One of the points I made in the last two columns is that prayer and fasting turn our vision away from our human tendency to see ourselves as the center of everything. Prayer brings us closer to God and also helps us see those around us as also being children of God. Those who are in need are truly our sisters and brothers, for God is their Father as well as ours. By denying ourselves in fasting, we can be more aware that all the gifts we have come from God. Furthermore, when we accept hunger voluntarily, we are more aware of those who are hungry from not having enough of this world’s goods. We can become more sympathetic with those who are in need and more willing to reach out a helping hand.
Fasting also frees up more of our resources that we can use for others. Someone who has given up drinking, for example, can think of how expensive beer is. The money we don’t spend on whatever we are fasting from can be used to help someone who is struggling. Or perhaps we are cutting back on television during Lent. The time we would have spent “vegging out” in front of the TV can go to some good use. Perhaps there is someone we know we should call or visit – perhaps someone who has no family to talk to. Such a visit may not be easy, for it may be someone who tells the same stories over and over or who goes into more detail than we want to hear about the latest medical crisis. Yet is that conversation really any less pleasant than some of the things we might see on the reality show we have turned off for that hour? Not only are we growing closer to God by our fasting, we are also doing something good with the time, money or other resources that we have saved.

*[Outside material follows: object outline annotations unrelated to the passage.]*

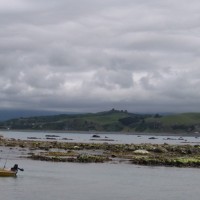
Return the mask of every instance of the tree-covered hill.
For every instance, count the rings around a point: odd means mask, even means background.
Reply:
[[[200,132],[200,113],[134,114],[112,109],[99,113],[16,118],[1,122],[0,127],[11,130],[194,133]]]

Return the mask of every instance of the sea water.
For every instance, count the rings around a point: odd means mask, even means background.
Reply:
[[[11,164],[14,160],[9,161]],[[17,160],[0,178],[2,200],[199,200],[199,169]]]

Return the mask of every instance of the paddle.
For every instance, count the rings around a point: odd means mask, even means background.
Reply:
[[[18,167],[18,169],[19,169],[21,172],[23,172],[23,171],[24,171],[24,169],[23,169],[23,168],[19,168],[19,167]]]

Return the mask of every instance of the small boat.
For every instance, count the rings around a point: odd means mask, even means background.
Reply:
[[[0,168],[0,177],[15,177],[15,176],[17,176],[17,171]]]
[[[11,169],[0,168],[0,177],[15,177],[17,176],[18,170],[24,171],[24,169],[19,168],[17,164]]]

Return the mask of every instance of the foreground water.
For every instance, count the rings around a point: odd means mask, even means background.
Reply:
[[[141,143],[152,143],[152,144],[200,144],[199,134],[196,136],[186,135],[184,137],[179,136],[165,136],[165,135],[133,135],[125,133],[92,133],[92,132],[48,132],[48,131],[0,131],[0,135],[6,138],[15,138],[21,140],[47,140],[47,138],[56,141],[67,141],[67,142],[109,142],[119,144],[141,144]],[[93,138],[93,135],[99,136],[99,138]],[[56,137],[51,137],[56,136]],[[31,139],[34,138],[34,139]],[[152,139],[153,138],[153,139]]]
[[[199,169],[18,162],[23,173],[0,178],[3,200],[199,200],[200,195]]]

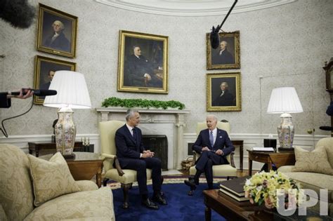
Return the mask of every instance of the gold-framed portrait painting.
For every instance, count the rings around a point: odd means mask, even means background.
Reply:
[[[216,49],[211,48],[209,33],[206,34],[207,70],[240,68],[240,31],[218,34],[220,44]]]
[[[76,64],[65,60],[36,55],[34,65],[34,88],[48,90],[51,81],[56,71],[74,72]],[[45,97],[34,96],[34,103],[43,105]]]
[[[39,4],[37,50],[75,58],[77,17]]]
[[[240,72],[207,74],[207,110],[242,110]]]
[[[120,30],[117,89],[168,93],[168,36]]]

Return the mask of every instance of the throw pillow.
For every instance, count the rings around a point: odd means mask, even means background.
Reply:
[[[35,206],[58,196],[80,191],[60,152],[48,161],[28,154]]]
[[[327,154],[324,147],[317,147],[309,152],[295,147],[296,163],[294,172],[313,172],[333,175],[333,169],[327,160]]]
[[[326,154],[327,154],[328,161],[331,164],[332,168],[333,168],[333,145],[331,147],[325,146],[325,149],[326,149]]]

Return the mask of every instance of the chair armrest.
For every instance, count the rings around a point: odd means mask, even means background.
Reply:
[[[192,166],[193,166],[195,164],[195,161],[197,161],[197,154],[199,154],[193,150],[193,160],[192,161]]]
[[[111,158],[112,159],[115,159],[117,158],[116,155],[112,155],[112,154],[102,154],[102,159],[105,159],[105,158]]]
[[[231,163],[231,166],[232,166],[232,167],[236,168],[236,166],[235,166],[235,161],[234,161],[234,159],[233,159],[233,155],[235,155],[235,152],[232,152],[230,153],[230,160],[231,160],[230,163]]]
[[[118,172],[118,175],[119,176],[122,176],[125,173],[123,172],[122,170],[122,168],[120,167],[120,163],[117,158],[117,156],[112,155],[112,154],[102,154],[102,159],[105,159],[106,158],[112,159],[115,161],[115,166],[116,167],[117,172]]]

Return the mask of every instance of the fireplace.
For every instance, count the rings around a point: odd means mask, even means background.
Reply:
[[[162,161],[162,169],[168,170],[168,139],[165,135],[145,135],[142,142],[146,149],[155,152],[155,156]]]

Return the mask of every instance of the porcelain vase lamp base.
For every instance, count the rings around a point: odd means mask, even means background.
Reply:
[[[71,108],[62,107],[58,112],[58,121],[55,126],[56,145],[65,159],[73,159],[76,128],[73,121],[73,111]]]
[[[278,127],[278,135],[279,137],[279,149],[292,150],[294,141],[294,128],[292,122],[292,115],[284,113],[280,116],[281,124]]]

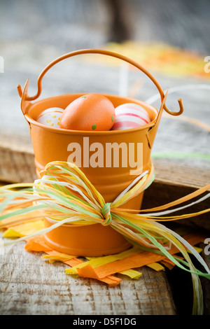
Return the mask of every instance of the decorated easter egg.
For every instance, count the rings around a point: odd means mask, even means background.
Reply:
[[[59,128],[59,121],[64,112],[63,108],[51,107],[44,110],[36,118],[36,121],[54,128]]]
[[[72,130],[110,130],[115,107],[105,96],[88,94],[74,100],[60,118],[60,127]]]
[[[150,122],[150,117],[144,107],[126,103],[115,108],[115,120],[112,130],[136,128]]]

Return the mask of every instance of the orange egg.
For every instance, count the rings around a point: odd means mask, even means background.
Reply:
[[[99,94],[77,98],[65,108],[59,127],[70,130],[110,130],[115,118],[112,102]]]

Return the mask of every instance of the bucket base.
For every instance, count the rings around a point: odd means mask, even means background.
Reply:
[[[45,218],[45,226],[52,224]],[[131,244],[110,226],[64,225],[44,235],[48,246],[60,253],[76,256],[98,257],[128,249]]]

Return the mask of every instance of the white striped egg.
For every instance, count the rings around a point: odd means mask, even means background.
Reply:
[[[64,112],[63,108],[51,107],[44,110],[36,118],[36,121],[53,128],[59,128],[60,117]]]
[[[147,111],[141,105],[126,103],[115,108],[115,120],[112,130],[137,128],[150,122]]]

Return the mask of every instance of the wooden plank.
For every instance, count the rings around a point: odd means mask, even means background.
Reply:
[[[24,243],[5,247],[1,262],[2,315],[173,315],[176,307],[164,272],[144,267],[139,280],[123,276],[108,288],[69,276],[67,265],[50,264]],[[120,274],[119,274],[120,275]],[[121,275],[122,278],[122,275]]]

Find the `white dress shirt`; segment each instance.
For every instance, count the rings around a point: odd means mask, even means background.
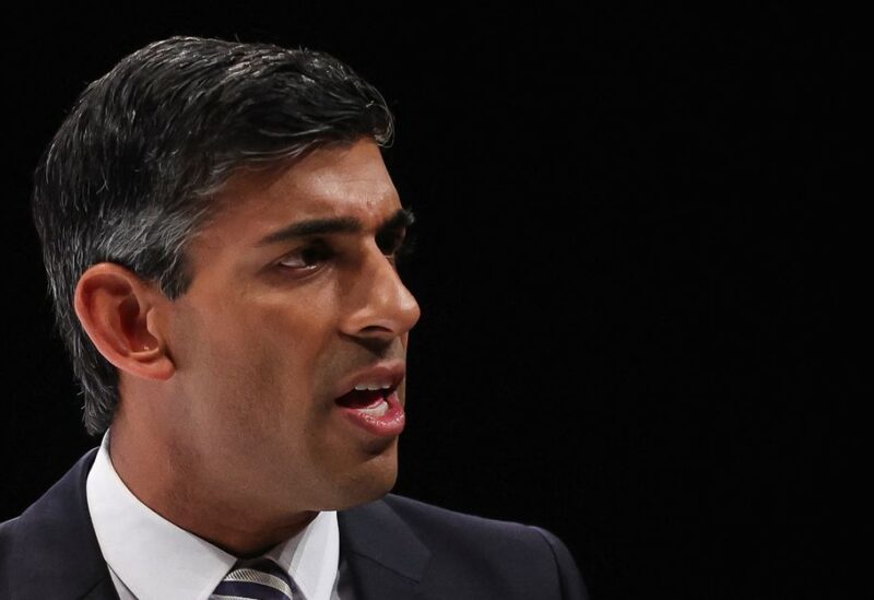
[[[109,432],[88,473],[86,492],[97,542],[121,600],[206,600],[237,561],[175,526],[128,490],[109,458]],[[306,600],[340,600],[336,513],[319,513],[265,555],[288,572]]]

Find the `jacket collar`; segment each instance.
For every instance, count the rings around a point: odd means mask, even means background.
[[[88,451],[16,521],[12,590],[33,598],[118,600],[88,514]],[[361,600],[412,597],[430,552],[383,501],[338,511],[340,552]],[[16,584],[17,581],[17,584]]]
[[[85,482],[96,448],[14,522],[10,589],[22,598],[117,600],[88,515]],[[19,596],[15,596],[19,598]]]

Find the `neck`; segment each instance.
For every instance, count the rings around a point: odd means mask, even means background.
[[[239,490],[233,478],[210,481],[186,448],[147,420],[121,407],[113,422],[109,456],[125,485],[172,523],[239,557],[256,556],[303,531],[318,511],[270,507],[258,491]],[[164,435],[162,435],[164,433]]]

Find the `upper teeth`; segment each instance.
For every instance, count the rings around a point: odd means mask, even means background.
[[[367,383],[367,384],[358,384],[357,386],[355,386],[355,389],[357,391],[364,391],[364,390],[373,391],[373,390],[377,390],[377,389],[390,389],[390,388],[391,388],[391,383],[386,383],[386,384],[370,384],[370,383]]]

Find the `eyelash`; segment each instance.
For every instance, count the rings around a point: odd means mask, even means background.
[[[398,236],[400,237],[400,236]],[[403,238],[398,240],[397,238],[391,243],[390,247],[387,247],[387,239],[385,237],[380,239],[377,237],[377,245],[382,252],[392,260],[392,263],[397,264],[402,259],[409,257],[414,248],[414,238],[411,235],[405,235]],[[324,262],[327,260],[331,260],[338,255],[336,251],[333,250],[324,240],[315,240],[311,244],[304,246],[302,248],[296,249],[295,251],[286,255],[285,257],[280,260],[279,266],[284,269],[293,269],[293,270],[310,270],[316,267],[315,263],[317,262]],[[302,261],[305,263],[304,267],[290,267],[284,264],[284,262],[293,259],[293,258],[300,258]]]

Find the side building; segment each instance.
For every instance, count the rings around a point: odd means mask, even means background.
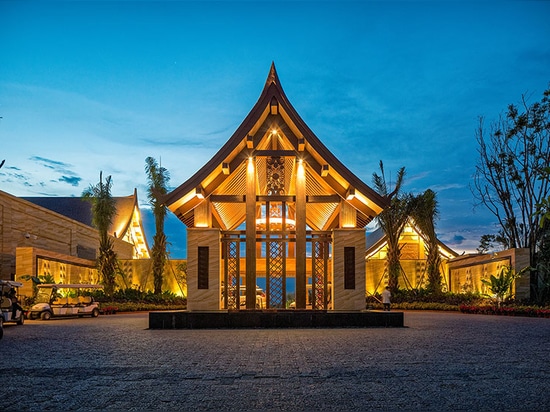
[[[147,281],[143,266],[150,265],[150,253],[137,191],[115,201],[117,215],[109,234],[126,273],[124,281],[140,285]],[[19,198],[0,191],[0,278],[22,281],[22,296],[32,295],[25,275],[55,283],[98,283],[98,247],[91,204],[82,198]]]
[[[458,256],[454,250],[439,241],[439,256],[441,258],[440,273],[443,290],[450,291],[448,263]],[[399,287],[402,289],[418,289],[426,287],[428,274],[426,271],[426,239],[412,220],[409,220],[399,238],[401,250],[401,276]],[[380,293],[388,284],[386,270],[387,237],[382,228],[376,229],[367,236],[367,251],[365,254],[367,268],[367,296]]]

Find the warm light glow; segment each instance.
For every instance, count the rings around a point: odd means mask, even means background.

Certainly, we realize that the requests we get for help can be overwhelming. We know we cannot cure all the world’s ills. Christ Himself told us, “The poor you will have with you always.” If we could meet every need, then there would be no more hunger, no more homelessness, and every family could afford to send their children to St. Malachy School. But perhaps we can remember the story of the little boy at the seashore who noticed a number of starfish that had washed ashore with the tide and were now stranded and dying on the shore. As he was throwing starfish back into the sea, a man walked by and said, “Look at how many starfish have washed ashore. There’s no way you can save them all.” “No,” replied the boy as he picked up a starfish, “but at least I can make a difference to this one.” Let’s hope that this Lent, we can make a difference to someone at least.